Before COVID-19 hit, HME providers were limited in their ability to rely on physician orders resulting from telehealth encounters for HME. Before the pandemic, in order for CMS to pay for the MCH resulting from a telehealth doctor’s prescription, three things had to happen. The Medicare beneficiary had to reside in a rural area, the beneficiary had to go to a “home site” (for example, a critical access hospital) to have the telehealth meeting with the doctor, and the telehealth meeting was to be both audio and visual.

These requirements were relaxed during the public health emergency (PHE). Now, the Medicare beneficiary can reside in any region of the United States and the beneficiary can have the telehealth meeting from their home. In most cases, the telehealth encounter should continue to be both visual and aural.

The question is whether this easing of telehealth restrictions will last after the PHE ends. While there is no clear answer to this question, many industry players believe the easing of restrictions will remain permanent.

4. Value-added services vs. prohibited inducement

One way for an HME provider to differentiate itself from its competitors is to offer patients value-added services that the provider’s competitors do not. This is legally acceptable.

However, it is important that in offering value-added services, the HME provider does not cross the line by offering prohibited incentives.
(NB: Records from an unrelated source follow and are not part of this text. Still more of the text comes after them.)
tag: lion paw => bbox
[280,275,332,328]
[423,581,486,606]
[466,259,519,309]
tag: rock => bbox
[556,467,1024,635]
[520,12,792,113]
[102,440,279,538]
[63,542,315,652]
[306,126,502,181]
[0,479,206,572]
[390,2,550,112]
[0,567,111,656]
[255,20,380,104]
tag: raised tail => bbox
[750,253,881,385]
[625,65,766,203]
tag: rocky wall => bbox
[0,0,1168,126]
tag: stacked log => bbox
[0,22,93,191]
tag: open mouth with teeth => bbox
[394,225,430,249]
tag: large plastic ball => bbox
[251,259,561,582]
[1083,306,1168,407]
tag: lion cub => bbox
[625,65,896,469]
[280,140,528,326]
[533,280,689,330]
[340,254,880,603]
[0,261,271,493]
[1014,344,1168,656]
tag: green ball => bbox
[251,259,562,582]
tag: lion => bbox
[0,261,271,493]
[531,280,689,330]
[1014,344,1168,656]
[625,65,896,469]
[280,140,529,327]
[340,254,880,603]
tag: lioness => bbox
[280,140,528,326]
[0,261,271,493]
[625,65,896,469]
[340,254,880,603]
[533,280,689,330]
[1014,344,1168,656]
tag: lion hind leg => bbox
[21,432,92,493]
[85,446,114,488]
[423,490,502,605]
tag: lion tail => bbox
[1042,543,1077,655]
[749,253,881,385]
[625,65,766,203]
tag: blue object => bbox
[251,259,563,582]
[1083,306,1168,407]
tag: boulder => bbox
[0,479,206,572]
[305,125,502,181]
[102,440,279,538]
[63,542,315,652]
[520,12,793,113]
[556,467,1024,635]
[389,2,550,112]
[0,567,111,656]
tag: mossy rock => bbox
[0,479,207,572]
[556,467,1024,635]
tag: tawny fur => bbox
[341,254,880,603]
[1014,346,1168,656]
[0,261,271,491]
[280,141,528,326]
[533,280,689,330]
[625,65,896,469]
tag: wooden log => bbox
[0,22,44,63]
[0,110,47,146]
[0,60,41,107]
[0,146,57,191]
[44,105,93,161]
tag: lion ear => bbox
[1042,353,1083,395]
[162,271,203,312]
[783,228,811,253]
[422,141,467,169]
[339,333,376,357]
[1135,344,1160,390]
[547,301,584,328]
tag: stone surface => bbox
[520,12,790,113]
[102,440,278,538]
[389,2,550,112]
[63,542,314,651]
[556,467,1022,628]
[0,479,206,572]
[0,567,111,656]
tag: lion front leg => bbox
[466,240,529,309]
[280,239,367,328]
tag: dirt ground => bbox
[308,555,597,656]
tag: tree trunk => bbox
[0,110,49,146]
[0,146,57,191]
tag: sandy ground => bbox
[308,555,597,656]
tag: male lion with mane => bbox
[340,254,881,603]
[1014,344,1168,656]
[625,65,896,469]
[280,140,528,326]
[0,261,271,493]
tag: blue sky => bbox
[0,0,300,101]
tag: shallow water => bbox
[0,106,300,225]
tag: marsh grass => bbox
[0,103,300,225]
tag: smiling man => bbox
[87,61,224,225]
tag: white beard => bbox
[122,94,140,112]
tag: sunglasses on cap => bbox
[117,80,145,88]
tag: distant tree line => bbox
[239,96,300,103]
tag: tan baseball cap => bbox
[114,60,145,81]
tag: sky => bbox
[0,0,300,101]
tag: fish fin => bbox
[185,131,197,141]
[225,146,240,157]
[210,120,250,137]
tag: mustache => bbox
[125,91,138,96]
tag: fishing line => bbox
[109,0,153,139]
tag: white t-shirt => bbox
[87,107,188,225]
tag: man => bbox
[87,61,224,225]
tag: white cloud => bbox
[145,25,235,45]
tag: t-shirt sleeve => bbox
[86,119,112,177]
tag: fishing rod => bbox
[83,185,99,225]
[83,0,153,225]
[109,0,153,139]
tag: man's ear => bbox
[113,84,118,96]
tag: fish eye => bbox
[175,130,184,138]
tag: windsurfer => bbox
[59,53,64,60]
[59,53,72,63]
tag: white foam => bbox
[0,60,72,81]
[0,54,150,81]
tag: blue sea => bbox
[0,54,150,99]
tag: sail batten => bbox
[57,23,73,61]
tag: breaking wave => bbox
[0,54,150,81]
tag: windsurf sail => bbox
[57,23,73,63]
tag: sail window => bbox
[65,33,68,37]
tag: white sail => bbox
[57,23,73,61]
Recently, the industry has witnessed a relaxation of restrictions imposed by CMS and the Office of the Inspector General (OIG). CMS and OIG recognize the importance of providing value-added services that are designed to make healthcare more accessible to people who normally face barriers to care. In 2017 and 2019, the OIG issued advisory opinions that discussed the difference between a legally acceptable value-added service and a prohibited inducement. For example, the OIG has stated that it is acceptable for a hospital to provide free child care to a parent who wants to drop off a child for a few hours while the parent takes another child to an appointment with. doctor. On the other hand, the OIG has said it would not be acceptable for the hospital to reward a parent with movie tickets after the parent takes a child to a doctor’s appointment.

In November 2020, CMS released changes to exceptions to the Federal Physician Self-Referral Act (the Stark Law) and the OIG released changes to the safety rules of the Federal Anti-Kickback Act. In line with the 2017 and 2019 advisory opinions, the changes are designed to allow healthcare providers more flexibility in delivering value-added services.

5. The “60 days” rule

The Affordable Care Act sets out the “60 day” rule. This rule states that when a supplier or supplier determines (or should have determined) that it has been paid for claims by a federal health care plan when it should not have been paid, then it is obligated to take six months or less to investigate the issue and they must voluntarily report the matter to CMS and reimburse the claims within 60 days of the six months. If the supplier or supplier does not take these steps, the claims can become bogus claims under federal false claims law, resulting in potentially significant penalties.